Malvina Prentiss’s editorial assistant was framed in a boudoir of an office jabbing with two lackadaisical fingers at a rosecolored typewriter.
“If it’s a shakedown,” he said without looking up, “you can tell her and to hell with you. I’m about fed up, anyway.”
“By which I take it Malvina isn’t on the premises. O’Bannon, did you find the books in Boston?”
“Books in Boston,” said O’Bannon. “Hey?”
“Source books for the rhyme.”
“Oh! They’re around on the shelves somewhere.” O’Bannon began to peck again. “I’m roughing out a followup for Lady Muck on the Waldo conflagration. What do you know, Joe?”
“About what you do, I imagine.” Ellery located the books. “All these shelves need is some pink ruching and they’d look like lace panties. Are these all of them?”
Ellery sat down with the books in a chartreuse plastic chair. They were only an armful: Burton Stevenson’s Home Book of Modern Verse, William H. Newell’s Games and Songs of American Children, a volume called The Music Hour by Osbourne McConathy, a few others.

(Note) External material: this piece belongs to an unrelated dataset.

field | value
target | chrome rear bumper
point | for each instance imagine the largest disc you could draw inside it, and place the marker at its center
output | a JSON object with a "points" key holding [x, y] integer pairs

He began turning pages.
“You won’t find anything in them,” said O’Bannon. “Original author of the lines unknown. Thrilling. Were you able to talk to David Waldo?”
“No.”
“Neither was I. What did Dakin tell you?”
“What did he tell you?”
“Check. I’ve interviewed the representative of the fire underwriters and he’s very unhappy. Are you happy, Queen?”
“No.”
“Nobody’s happy. Not even Malvina. Do you know this town is on the thin edge of group diarrhea?” Ellery had stopped turning pages and he was staring at some words. “Queen, tell me. Were the Waldos part of this mishmash?”
“Yes.”
The typewriter stopped. “Did you say yes?”
“Yes.”
“Say...”
“Yes!” Ellery got up. The books tumbled to the floor.
“Wait a minute!”
But Ellery was gone. O’Bannon picked up the books, puzzled.
“Two possibilities,” Ellery said after dinner that night. “Two again. But that’s not the important thing. The important thing is a comma.”
Rima glanced at her husband. Ken was scrutinizing Ellery with a frown.
“Comma, comma.” He was striding about the living room smoking furiously. “O’Bannon saw it with his own eyes and didn’t see it at all. Nobody’s seen it. What’s the alternate version of that rhyme? Rich man, poor man, beggar-man, thief—”
“Doctor, lawyer, Indian chief,” said Rima.
“No, that was out long ago on sufficient grounds. The other one.”
“Doctor, lawyer, merchant chief.”
“Gives us seven victims of lunacy. Seven corpses. But oh, that comma.” He chuckled and rubbed his hands.
“What,” said Ken, “are you gassing about!”
“Why, Dr. Winship, it seems that of the second version there are two sub-versions. Two again, see? In the first sub-version the rhyme winds up with Doctor, lawyer, merchant chief. But go to the source books and you find the second sub-version: Doctor, comma, lawyer, comma, merchant, COMMA, chief!”
“Merchant comma chief,” Rima repeated. “Merchant and chief? Two separate—?”
“Beautiful, isn’t it? Yes, two separate words, Rima. Merchant, chief. Makes eight items where there were seven. Does it fit? Oh, yes. The Waldos weren’t ‘merchant chiefs’ — but they were merchant tailors... merchants. So somebody’s following the second sub-version, the one with eight characters. Number seven was Jonathan Waldo.”
“Then there’s an eighth to come,” said Rima damply.
“Chief?” muttered Ken.
“Chief what, Ellery? What kind of chief?”
Ellery’s glee faded. “Now there you’ve got me. The only chiefs in Wrightsville I know of are the chief of police and the fire chief.” Ellery hurled his butt into the fireplace. “Damn it, don’t look at me that way! Of course Dakin and Apworth will have me committed! But what else can I think? What else can I do? I’m going to bed!”